Amazon China, the domestic subsidiary of the US-based e-commerce giant, has released a lengthy report (link in Chinese) on its progress in the Middle Kingdom this year. In it, the company claims that sales from Chinese consumers buying on the global Amazon.com site are on track to increase six-fold in 2015, compared with the year prior. 

Amazon also released numbers regarding a program that lets Chinese vendors sell products online to Amazon customers around the world, regardless of where thy live. According to the company, total sales from Chinese vendors to overseas Amazon customers has increased 13-fold since 2012, while Chinese vendor sales to the US on Amazon.com and Japan on Amazon.jp have collectively more than doubled since 2014.

Amazon has had an active presence in China for over 10 years in the form of Amazon.cn, a website that primarily offers foreign-branded goods. The report released no data on that site’s progress, perhaps indicating only sluggish improvement.

That would come as no surprise. In terms of domestic sales, Amazon.cn still pales in comparison to Alibaba and JD.com, China’s two e-commerce leaders. Both are actively courting foreign brands. (Tmall, at the top of the chart below, is a Chinese-language Alibaba site for businesses selling direct to Chinese consumers).

Amazon has recently has begun marketing itself more aggressively in China.
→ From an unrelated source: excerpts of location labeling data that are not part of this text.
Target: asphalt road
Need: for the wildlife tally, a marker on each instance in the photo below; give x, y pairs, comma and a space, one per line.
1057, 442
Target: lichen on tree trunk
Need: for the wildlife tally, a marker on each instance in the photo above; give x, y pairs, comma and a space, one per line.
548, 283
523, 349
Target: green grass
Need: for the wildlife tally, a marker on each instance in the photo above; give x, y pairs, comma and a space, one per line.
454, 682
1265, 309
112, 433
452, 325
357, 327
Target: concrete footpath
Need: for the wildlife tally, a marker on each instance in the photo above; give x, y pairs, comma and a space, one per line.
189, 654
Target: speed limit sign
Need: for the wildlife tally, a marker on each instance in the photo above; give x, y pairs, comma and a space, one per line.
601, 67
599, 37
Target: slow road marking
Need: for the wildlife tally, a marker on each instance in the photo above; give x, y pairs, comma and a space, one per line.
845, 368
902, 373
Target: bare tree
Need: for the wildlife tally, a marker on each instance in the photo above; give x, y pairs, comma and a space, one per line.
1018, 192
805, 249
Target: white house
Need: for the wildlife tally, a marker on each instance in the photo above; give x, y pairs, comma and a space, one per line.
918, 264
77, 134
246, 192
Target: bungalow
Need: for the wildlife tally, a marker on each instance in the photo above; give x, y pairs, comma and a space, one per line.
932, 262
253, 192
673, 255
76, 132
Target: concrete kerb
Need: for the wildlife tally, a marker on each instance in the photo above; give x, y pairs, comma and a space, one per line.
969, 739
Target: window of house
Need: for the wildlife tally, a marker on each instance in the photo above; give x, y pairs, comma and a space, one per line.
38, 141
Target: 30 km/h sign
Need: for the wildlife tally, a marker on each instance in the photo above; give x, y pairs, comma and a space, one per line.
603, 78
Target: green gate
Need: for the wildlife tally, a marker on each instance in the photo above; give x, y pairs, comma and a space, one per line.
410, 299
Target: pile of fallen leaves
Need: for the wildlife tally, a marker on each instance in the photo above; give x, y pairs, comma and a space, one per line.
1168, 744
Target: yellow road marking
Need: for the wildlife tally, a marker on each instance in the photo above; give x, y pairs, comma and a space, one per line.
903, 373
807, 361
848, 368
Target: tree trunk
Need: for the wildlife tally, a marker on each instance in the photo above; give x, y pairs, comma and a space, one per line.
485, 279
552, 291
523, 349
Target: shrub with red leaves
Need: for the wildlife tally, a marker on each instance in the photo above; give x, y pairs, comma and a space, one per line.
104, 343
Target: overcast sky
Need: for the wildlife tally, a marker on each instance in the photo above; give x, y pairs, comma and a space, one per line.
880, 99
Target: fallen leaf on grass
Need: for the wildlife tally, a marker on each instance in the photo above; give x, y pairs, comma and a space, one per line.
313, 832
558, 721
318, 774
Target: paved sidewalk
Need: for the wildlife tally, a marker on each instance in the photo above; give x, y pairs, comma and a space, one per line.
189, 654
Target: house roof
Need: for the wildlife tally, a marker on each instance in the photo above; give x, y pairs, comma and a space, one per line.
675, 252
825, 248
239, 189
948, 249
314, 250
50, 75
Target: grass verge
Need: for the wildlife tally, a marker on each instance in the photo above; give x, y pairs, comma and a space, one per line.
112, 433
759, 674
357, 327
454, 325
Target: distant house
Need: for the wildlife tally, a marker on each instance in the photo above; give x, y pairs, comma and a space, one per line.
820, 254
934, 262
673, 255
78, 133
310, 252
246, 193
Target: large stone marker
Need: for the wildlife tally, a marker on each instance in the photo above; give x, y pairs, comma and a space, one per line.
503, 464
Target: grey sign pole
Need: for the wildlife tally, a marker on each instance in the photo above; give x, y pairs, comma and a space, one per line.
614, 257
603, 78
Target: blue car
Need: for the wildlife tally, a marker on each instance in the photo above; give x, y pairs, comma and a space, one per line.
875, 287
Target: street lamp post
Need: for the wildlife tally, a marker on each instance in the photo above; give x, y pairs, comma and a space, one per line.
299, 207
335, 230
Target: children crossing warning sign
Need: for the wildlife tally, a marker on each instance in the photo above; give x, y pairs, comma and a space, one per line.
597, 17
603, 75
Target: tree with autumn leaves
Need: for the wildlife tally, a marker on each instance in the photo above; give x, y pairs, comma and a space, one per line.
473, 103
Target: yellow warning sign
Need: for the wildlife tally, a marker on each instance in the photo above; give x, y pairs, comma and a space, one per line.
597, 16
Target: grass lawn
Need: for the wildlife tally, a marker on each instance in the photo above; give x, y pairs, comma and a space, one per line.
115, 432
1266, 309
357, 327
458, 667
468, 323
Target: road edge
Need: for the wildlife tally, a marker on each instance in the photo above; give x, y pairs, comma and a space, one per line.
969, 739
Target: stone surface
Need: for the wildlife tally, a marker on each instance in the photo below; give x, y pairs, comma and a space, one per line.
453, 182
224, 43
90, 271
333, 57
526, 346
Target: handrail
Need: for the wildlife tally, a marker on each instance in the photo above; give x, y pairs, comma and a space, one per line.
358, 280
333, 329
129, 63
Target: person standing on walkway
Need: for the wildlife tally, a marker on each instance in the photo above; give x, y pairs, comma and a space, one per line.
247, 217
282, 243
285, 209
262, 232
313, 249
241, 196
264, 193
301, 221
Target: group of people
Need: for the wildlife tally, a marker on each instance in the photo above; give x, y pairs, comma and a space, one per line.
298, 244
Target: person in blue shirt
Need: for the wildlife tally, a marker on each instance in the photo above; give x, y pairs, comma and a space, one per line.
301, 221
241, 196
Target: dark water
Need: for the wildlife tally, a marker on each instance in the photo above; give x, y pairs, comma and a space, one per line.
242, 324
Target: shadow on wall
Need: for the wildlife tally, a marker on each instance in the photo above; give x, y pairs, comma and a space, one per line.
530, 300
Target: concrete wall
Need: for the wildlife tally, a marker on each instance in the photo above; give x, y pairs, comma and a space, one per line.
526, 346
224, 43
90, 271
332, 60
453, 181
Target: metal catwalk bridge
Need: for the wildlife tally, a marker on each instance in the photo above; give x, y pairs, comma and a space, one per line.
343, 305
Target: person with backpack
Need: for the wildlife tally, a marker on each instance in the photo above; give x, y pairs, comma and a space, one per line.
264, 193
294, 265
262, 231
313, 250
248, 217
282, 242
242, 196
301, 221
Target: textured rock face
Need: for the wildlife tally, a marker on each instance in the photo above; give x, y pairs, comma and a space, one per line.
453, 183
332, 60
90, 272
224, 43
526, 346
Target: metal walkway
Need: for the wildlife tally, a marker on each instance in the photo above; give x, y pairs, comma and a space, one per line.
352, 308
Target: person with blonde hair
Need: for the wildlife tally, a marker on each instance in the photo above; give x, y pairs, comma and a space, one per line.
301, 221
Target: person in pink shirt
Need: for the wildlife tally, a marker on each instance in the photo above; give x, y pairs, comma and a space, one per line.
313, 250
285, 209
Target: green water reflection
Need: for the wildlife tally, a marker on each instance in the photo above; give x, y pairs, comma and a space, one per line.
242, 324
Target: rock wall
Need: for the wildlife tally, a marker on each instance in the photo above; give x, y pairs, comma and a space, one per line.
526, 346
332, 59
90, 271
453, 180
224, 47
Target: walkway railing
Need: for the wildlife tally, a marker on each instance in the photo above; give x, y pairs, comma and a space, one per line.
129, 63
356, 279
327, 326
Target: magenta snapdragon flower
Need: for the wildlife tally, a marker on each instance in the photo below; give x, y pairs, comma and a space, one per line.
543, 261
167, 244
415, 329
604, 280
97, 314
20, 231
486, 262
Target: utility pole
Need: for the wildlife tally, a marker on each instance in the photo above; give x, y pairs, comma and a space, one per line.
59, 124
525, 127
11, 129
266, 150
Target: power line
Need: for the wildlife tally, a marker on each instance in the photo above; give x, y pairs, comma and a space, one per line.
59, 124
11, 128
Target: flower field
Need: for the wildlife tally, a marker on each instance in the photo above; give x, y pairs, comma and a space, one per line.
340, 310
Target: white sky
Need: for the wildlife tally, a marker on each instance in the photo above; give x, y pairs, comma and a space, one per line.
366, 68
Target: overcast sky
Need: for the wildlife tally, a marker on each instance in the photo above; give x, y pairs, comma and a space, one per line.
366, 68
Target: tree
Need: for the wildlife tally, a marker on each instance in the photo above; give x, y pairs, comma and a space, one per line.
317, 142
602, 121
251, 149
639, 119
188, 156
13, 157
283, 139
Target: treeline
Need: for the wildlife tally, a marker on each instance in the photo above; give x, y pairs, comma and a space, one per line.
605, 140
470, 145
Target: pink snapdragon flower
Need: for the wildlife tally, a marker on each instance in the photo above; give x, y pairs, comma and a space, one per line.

This past year it opened a store on Tmall—counterintuitive as it may seem—and also announced it would begin selling more foreign electronics.

But where Amazon China sees perhaps the biggest chance to become a dominant player is in cross-border e-commerce.

It’s still a relatively new category, expected to grow 23% in 2016, according to research firm iResearch.

“Amazon might become the No. 1 player for cross border e-commerce in China,” Amazon China president Douglas Gurr told Chinese business magazine Caixin in November. “But it might end up in third or fourth place [in domestic e-commerce].”

Both forecasts are optimistic, given the scale of the competition. But Amazon has never shied away from unusual bets before.